After recently posting on issues that don’t relate directly to translation in the traditional sense, I wanted to try to write something firmly on topic while still being accessible and targeting popular culture.The area of discussion in this post is literary translation which, while evading the majority of professional freelance translators, is still a huge part of the profession.
While much of the current focus in Translation Studies hinges on the acceptability of the prevailing strategy when working with literary texts which, due to a prioritisation of commercial interests, is to ‘domesticate’ the foreign text – to make the text read fluently so as not to pose difficulties to the reader and, ultimately, to give the impression that what you are reading is not a translation (one great metaphor I’ve come across likens translation to contraception in the way that the less it is noticed, the better it seems!) – I wanted to look at a quick example to try and simply demonstrate the extent of creative re-writing involved in literary translation in order to offer a small indication of the challenges posed by attempts to transfer meaning.
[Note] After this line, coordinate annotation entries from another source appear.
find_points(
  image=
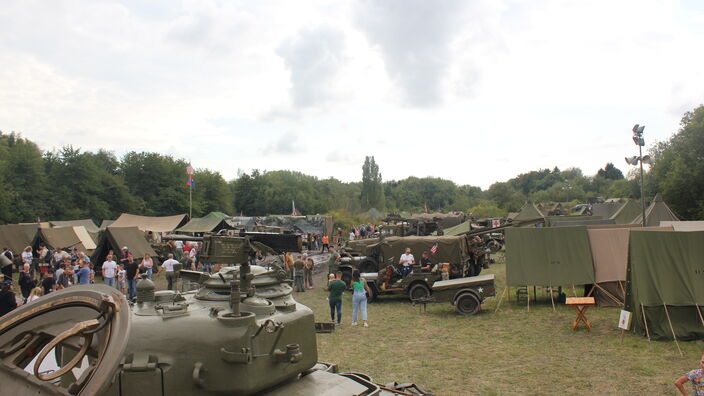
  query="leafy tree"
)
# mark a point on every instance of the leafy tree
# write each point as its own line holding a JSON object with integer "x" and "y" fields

And what better example to use than the biggest of the big bestsellers: the Harry Potter series.
This series of books poses a huge range of translational obstacles and the overall aim of the translations is to try to reach the foreign audience with as much as possible of the many levels of meaning still in tact.
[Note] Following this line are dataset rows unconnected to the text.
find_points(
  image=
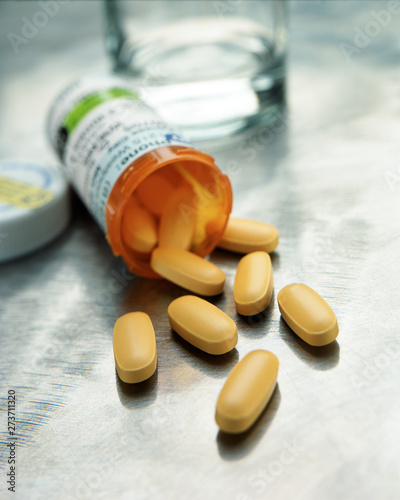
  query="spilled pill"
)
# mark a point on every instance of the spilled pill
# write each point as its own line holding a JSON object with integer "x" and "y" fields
{"x": 307, "y": 314}
{"x": 245, "y": 236}
{"x": 202, "y": 324}
{"x": 139, "y": 228}
{"x": 253, "y": 285}
{"x": 134, "y": 345}
{"x": 176, "y": 227}
{"x": 188, "y": 270}
{"x": 247, "y": 391}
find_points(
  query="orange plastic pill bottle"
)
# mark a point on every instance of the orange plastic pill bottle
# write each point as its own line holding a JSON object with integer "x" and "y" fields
{"x": 115, "y": 148}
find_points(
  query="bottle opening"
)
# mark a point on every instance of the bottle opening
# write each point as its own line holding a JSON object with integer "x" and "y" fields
{"x": 172, "y": 196}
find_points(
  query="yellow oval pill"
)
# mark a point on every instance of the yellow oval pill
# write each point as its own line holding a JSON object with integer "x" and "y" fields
{"x": 188, "y": 270}
{"x": 139, "y": 227}
{"x": 176, "y": 227}
{"x": 245, "y": 236}
{"x": 247, "y": 391}
{"x": 307, "y": 314}
{"x": 202, "y": 324}
{"x": 134, "y": 345}
{"x": 253, "y": 285}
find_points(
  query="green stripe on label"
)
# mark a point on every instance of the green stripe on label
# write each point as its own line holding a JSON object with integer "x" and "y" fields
{"x": 83, "y": 107}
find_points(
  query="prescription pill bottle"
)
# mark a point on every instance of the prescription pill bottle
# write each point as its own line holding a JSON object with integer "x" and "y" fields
{"x": 116, "y": 149}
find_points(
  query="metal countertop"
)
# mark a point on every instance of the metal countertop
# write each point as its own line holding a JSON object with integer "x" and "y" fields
{"x": 328, "y": 176}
Features of the original such as the creation of new words, the repeated use of rhymes, anagrams, acronyms and cleverly formed names are just a few examples of such challenges and, by taking a few examples of wordplay and showing how they were dealt with, hopefully the strength of the translations – which ensured that the series became a global bestseller – will be clear.
As briefly mentioned above, names in the book often contain small plays on words and descriptions of the very character they name, with the example of Mad-Eye Moody being one prominent case in point. The French translation as Fol-Oeil Maugrey (with ‘maugréer’ meaning to grumble) manages to replicate much of the sound of the original while also maintaining this semi-hidden characterisation. Similarly, Madame Pomfrey (sounding like ‘frais’ meaning ‘fresh’) is neatly translated as Pomfresh in the French. Further still, the Sorting Hat of the original is cleverly renamed as La Choixpeau Magique (cleverly linking ‘chapeau’ (hat) and ‘choix (de) peau’ (choice of skin) to produce a magic skin choosing hat!)
One final, excellent example of the creativity in the translation lies in the key anagram of Tom Marvolo Riddle and ‘I Am Lord Voldemort’: the French translation of his name as Tom Elvis Jedusor initially seems rather strange, until you realise that this is an anagram of ‘Je suis Voldemort’. Then, when you add in the fact that Jedusor sounds like ‘jeux du sort’, meaning ‘games of chance’ and paralleling the English surname Riddle, you have an extremely clever translation.
Of course, certain languages have been left with versions that are less successful (the Italian ‘Cappello Parlante’ (‘talking hat’ for Sorting Hat) is much less effective, and Madame Poppy Chips (for Pomfrey) is simply bizarre) and I can’t come close to even scratching the surface of the vast range of interventions that have been made throughout the entire series, but hopefully with these few examples I have managed to hint at the amount of linguistic gymnastics involved in transferring even small aspects of meaning that we take for granted from one language to another.